Yuva Kabaddi Series Monsoon Edition 2023
- Country: India
- Number of teams: 16
- Current champions: Aravalli Arrows
- Most raid points: Arjun Rathee
- Most tackle points: Sonu Rathee
- Website: yuvakabaddi.com

= Yuva Kabaddi Series Monsoon Edition 2023 =

The CARS24 Yuva Kabaddi Series Monsoon Edition 2023 (YKS Monsoon Edition 2023) is the sixth edition of the tournament, and took place from 24 September to 22 October in Madurai, Tamil Nadu. Aravalli Arrows defeated Murthal Magnets 48-30 in the final.

== Format ==
16 teams will advance through 6 rounds to the final, which are the Challenger Round, Promotion/Relegation Round, Survival Round, Booster Round, and the 8-team Summit Round. The last-placed teams are eliminated at the end of each round. 132 matches will be contested.

Teams will earn five or six points for a win depending on their margin of victory, and a tie gives a team three points. If a team loses by a narrow margin, they earn one point.

The tournament is taking place at Fatima College Indoor Stadium.
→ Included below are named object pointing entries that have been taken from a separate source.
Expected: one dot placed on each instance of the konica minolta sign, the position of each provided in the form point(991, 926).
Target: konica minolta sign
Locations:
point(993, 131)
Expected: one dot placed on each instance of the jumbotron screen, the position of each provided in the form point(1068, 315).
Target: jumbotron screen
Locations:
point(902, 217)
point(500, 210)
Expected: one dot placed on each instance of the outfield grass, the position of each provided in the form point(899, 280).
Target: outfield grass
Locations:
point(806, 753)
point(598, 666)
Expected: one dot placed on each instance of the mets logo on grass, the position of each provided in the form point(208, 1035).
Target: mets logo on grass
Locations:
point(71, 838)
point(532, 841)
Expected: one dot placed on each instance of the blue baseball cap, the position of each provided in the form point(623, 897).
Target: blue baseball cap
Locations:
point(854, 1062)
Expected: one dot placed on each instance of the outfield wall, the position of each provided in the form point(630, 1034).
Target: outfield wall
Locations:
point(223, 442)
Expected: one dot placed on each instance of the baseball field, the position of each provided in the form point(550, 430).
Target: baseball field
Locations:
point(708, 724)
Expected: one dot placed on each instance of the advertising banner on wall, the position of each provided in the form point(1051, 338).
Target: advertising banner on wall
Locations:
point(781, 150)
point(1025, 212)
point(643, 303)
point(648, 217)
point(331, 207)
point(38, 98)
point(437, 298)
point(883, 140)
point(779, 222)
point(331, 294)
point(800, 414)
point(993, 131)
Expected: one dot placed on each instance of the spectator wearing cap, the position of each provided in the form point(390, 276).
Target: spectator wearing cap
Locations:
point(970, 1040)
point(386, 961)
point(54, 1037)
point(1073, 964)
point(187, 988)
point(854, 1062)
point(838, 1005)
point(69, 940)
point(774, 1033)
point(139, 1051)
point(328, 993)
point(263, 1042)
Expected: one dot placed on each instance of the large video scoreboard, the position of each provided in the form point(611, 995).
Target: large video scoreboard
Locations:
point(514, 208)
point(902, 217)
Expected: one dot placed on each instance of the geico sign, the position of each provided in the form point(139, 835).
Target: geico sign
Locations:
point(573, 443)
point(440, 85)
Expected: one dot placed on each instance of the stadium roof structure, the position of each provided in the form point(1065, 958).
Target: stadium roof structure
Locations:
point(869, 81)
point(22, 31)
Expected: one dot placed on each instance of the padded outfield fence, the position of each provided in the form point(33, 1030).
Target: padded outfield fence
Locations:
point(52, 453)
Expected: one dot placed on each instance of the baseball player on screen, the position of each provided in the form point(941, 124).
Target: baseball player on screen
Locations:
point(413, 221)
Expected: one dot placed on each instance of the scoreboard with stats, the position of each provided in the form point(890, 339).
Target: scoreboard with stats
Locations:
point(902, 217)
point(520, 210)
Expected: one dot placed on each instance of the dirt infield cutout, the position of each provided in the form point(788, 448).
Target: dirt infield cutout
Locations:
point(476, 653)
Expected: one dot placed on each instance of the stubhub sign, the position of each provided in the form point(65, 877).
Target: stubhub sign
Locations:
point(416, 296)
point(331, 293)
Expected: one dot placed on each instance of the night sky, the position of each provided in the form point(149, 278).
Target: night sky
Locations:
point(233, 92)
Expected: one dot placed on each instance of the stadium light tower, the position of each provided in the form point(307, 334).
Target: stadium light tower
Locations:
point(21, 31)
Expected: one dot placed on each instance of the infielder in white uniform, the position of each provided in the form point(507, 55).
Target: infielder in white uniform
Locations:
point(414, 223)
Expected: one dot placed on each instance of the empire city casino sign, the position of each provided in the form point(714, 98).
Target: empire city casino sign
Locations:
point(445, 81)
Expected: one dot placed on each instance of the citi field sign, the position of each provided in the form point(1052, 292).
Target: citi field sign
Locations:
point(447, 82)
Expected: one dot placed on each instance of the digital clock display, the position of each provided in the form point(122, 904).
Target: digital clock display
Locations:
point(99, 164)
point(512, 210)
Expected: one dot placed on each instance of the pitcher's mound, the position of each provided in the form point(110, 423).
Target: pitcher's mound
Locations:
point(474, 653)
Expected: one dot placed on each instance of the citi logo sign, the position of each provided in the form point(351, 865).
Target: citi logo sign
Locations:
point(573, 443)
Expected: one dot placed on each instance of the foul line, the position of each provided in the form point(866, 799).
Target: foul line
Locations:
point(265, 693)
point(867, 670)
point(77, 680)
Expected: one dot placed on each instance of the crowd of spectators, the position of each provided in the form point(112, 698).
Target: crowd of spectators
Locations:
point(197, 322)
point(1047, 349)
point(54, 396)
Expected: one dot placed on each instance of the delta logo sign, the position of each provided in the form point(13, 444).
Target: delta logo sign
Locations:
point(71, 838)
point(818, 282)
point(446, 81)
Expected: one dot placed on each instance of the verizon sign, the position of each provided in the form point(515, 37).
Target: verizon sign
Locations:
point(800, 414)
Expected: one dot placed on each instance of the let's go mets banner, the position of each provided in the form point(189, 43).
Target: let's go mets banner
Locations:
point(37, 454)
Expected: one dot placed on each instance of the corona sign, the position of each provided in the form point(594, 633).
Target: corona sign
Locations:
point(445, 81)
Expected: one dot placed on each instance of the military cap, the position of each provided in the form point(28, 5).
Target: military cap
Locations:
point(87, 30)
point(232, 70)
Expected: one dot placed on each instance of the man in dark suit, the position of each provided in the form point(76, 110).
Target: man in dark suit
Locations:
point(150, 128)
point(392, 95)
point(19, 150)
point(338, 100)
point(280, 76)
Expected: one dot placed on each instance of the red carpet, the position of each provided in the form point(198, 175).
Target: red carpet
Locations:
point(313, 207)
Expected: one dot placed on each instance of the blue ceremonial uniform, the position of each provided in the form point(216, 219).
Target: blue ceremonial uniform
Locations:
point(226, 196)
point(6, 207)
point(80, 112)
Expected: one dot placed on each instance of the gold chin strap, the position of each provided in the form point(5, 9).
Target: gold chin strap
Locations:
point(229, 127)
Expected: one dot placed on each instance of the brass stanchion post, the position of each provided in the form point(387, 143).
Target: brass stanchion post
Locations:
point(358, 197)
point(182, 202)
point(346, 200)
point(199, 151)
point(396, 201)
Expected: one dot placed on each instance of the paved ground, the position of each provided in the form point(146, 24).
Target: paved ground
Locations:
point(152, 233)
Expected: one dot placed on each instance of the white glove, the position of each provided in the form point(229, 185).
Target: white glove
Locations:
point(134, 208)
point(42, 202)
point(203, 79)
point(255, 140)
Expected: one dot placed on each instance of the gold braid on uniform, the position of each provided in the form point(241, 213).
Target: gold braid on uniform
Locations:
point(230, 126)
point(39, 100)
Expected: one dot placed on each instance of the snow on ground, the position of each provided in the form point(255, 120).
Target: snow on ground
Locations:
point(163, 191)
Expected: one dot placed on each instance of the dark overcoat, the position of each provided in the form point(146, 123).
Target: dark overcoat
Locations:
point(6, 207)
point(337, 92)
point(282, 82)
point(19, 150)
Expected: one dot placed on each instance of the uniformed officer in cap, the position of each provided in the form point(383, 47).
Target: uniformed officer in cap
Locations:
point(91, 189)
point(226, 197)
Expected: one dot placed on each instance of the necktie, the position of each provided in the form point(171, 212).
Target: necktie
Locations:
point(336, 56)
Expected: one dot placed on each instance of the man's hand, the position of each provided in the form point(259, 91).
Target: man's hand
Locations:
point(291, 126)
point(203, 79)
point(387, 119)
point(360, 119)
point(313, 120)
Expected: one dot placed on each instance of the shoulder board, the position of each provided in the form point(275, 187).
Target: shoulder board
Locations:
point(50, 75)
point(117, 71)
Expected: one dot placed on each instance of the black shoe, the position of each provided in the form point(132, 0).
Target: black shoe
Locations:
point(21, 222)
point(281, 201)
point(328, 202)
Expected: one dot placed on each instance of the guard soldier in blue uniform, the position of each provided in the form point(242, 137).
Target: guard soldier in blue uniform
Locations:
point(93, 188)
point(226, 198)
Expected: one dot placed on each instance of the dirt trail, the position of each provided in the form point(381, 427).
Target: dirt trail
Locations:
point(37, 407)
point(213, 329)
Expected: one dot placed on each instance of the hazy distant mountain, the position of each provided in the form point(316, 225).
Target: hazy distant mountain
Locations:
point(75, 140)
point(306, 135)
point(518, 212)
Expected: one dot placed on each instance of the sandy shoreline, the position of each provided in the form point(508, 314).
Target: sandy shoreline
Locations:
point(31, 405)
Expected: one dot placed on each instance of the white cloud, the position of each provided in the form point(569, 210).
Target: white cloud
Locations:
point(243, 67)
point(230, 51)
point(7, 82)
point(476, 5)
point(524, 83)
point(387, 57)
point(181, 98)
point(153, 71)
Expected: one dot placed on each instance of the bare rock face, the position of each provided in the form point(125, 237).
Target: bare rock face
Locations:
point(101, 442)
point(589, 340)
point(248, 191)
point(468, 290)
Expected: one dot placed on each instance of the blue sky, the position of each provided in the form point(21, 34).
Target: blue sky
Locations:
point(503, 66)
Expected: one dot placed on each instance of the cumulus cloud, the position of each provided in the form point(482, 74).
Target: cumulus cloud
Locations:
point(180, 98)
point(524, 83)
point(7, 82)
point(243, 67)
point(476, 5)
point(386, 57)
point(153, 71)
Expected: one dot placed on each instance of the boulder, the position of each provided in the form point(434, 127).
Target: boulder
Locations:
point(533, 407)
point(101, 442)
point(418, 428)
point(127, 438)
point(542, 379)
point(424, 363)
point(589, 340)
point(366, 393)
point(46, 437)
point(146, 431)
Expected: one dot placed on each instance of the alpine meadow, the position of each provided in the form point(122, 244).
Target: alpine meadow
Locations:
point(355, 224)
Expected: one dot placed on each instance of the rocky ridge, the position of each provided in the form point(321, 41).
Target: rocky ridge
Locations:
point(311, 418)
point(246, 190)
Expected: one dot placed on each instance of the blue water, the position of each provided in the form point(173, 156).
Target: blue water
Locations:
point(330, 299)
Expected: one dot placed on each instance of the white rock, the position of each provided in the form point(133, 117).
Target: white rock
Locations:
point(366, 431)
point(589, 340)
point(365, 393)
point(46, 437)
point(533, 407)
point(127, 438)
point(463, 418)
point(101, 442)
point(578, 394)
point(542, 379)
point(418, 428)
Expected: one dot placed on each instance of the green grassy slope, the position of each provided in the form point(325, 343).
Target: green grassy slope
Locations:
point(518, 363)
The winner earned ₹20 lakh, while the runner-up earned ₹10 lakh.

== Teams ==
The teams are Aravalli Arrows, Himalayan Tahrs, Sindh Sonics, Kaziranga Rhinos, Hampi Heroes, Chambal Challengers, Maurya Mavericks, Panchala Pride, Tadoba Tigers, Maratha Marvels, Palani Tuskers, Periyar Panthers, Chola Veerans, Murthal Magnets, Vijayanagara Veers, and Nilgiri Knights.

== Results ==
Teams that made it to the Summit Round: Palani Tuskers, Chola Veerans, and Nilgiri Knights, Aravalli Arrows, Murthal Magnets, Panchala Pride, Vijayanagara Veers, and Hampi Heroes.